The not telling anyone, it’s killing me.  And I’m not even really playing by the rules, I’m occasionally telling people, unapproved people, just because if I don’t, I’m likely to explode.

Up until now, I’d have sworn I was a good secret keeper.  you can take this with a grain of salt though, since I occasionally share secrets with my wife.  Fine.  I realize that’s not actually keeping secrets.  On the up side, you don’t have to share any secrets with me, so you’re safe.  Regardless, when we decided not to tell anyone we were trying to have a baby, I thought it would be a piece of cake.

Here are my reasons:
a) I don’t like most people
b) I really don’t like talking to most people
c) no seriously, I’m ornery

In fact, I was wrong (noticing a theme around here lately?).  I want to tell everyone.  I know this isn’t a good idea, since I won’t want to be reminded of how unsuccessful we were, nor do I want to answer questions about my wife’s body.  Not to mention, we’re pretty private folks and are likely to want to keep pregnancy questions to a bare minimum once/if a child is born.

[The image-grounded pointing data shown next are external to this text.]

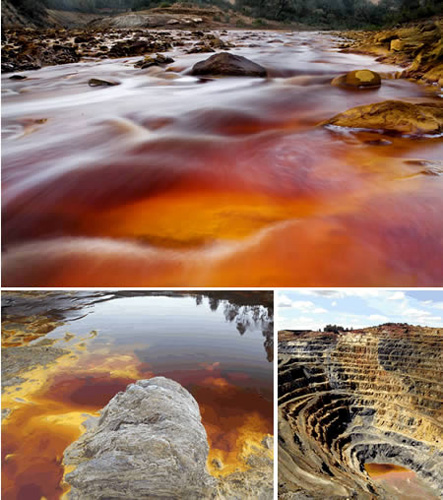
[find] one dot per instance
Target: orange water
(137, 338)
(400, 482)
(177, 183)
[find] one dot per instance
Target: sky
(358, 308)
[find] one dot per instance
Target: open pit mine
(360, 413)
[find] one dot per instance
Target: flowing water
(170, 180)
(219, 349)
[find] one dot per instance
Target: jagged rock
(149, 442)
(225, 64)
(149, 61)
(351, 398)
(359, 79)
(97, 82)
(393, 116)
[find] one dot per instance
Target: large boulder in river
(226, 64)
(358, 79)
(149, 442)
(393, 116)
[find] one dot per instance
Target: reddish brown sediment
(359, 412)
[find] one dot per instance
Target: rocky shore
(418, 48)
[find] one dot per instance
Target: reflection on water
(167, 182)
(401, 483)
(217, 348)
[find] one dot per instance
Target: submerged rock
(225, 64)
(149, 442)
(158, 60)
(359, 79)
(96, 82)
(393, 116)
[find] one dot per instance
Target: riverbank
(418, 48)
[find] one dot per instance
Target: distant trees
(319, 13)
(341, 13)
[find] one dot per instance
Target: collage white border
(252, 289)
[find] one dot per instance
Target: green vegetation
(341, 13)
(329, 14)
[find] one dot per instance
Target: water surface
(168, 180)
(220, 350)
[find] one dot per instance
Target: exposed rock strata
(418, 48)
(363, 396)
(149, 442)
(358, 79)
(393, 116)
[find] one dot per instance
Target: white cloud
(396, 296)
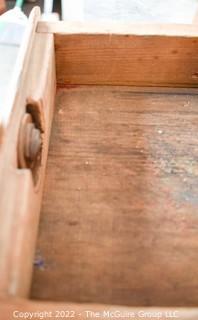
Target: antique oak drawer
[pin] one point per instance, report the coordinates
(99, 172)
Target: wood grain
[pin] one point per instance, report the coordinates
(2, 6)
(52, 310)
(119, 221)
(126, 60)
(20, 199)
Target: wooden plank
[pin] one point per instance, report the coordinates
(119, 220)
(51, 310)
(2, 6)
(20, 199)
(125, 55)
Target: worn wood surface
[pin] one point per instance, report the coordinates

If we fail at this, we’re unlikely to take heroic measures.  We both feel pretty strongly that if her body sends a clear statement that it doesn’t want to carry or produce a baby, that we’ll stop trying to force it.  That’s a very individual choice, and for us, it boils down to valuing the biological messages our bodies give us and recognizing that we may not be physically equipped to support another life.  It’s a hard message, but as a couple, we think it’s best for us not to press the issue and end up with unintended consequences.  In the end, the last thing either of us wants to do is explain to eager grandmothers-to-be, best friends and coworkers that we aren’t going “to try” anymore.

Which brings me to my second point: it isn’t anyone’s business what’s going on to make that baby.  There are tiers of permission here – for instance, I’m much more willing to tell my friends that we’re trying to get pregnant than my coworkers.  If they ask how, it will be because they genuinely care.  I’m even more willing to talk in detail about it to other friends who have used fertility clinics and artificial insemination.  They know how.  I’d like to settle into that happy place straight couples automatically get shuttled to when they get pregnant.  No one asks them how it happens.  Have you ever heard a stranger ask a pregnant woman “Now how did your husband do that?”  Somehow, being lesbians puts our reproductive efforts into the public domain.

That’s an entirely different can of worms.  It’s hard not to tell people.  And, I’m not.  Really, I’m not.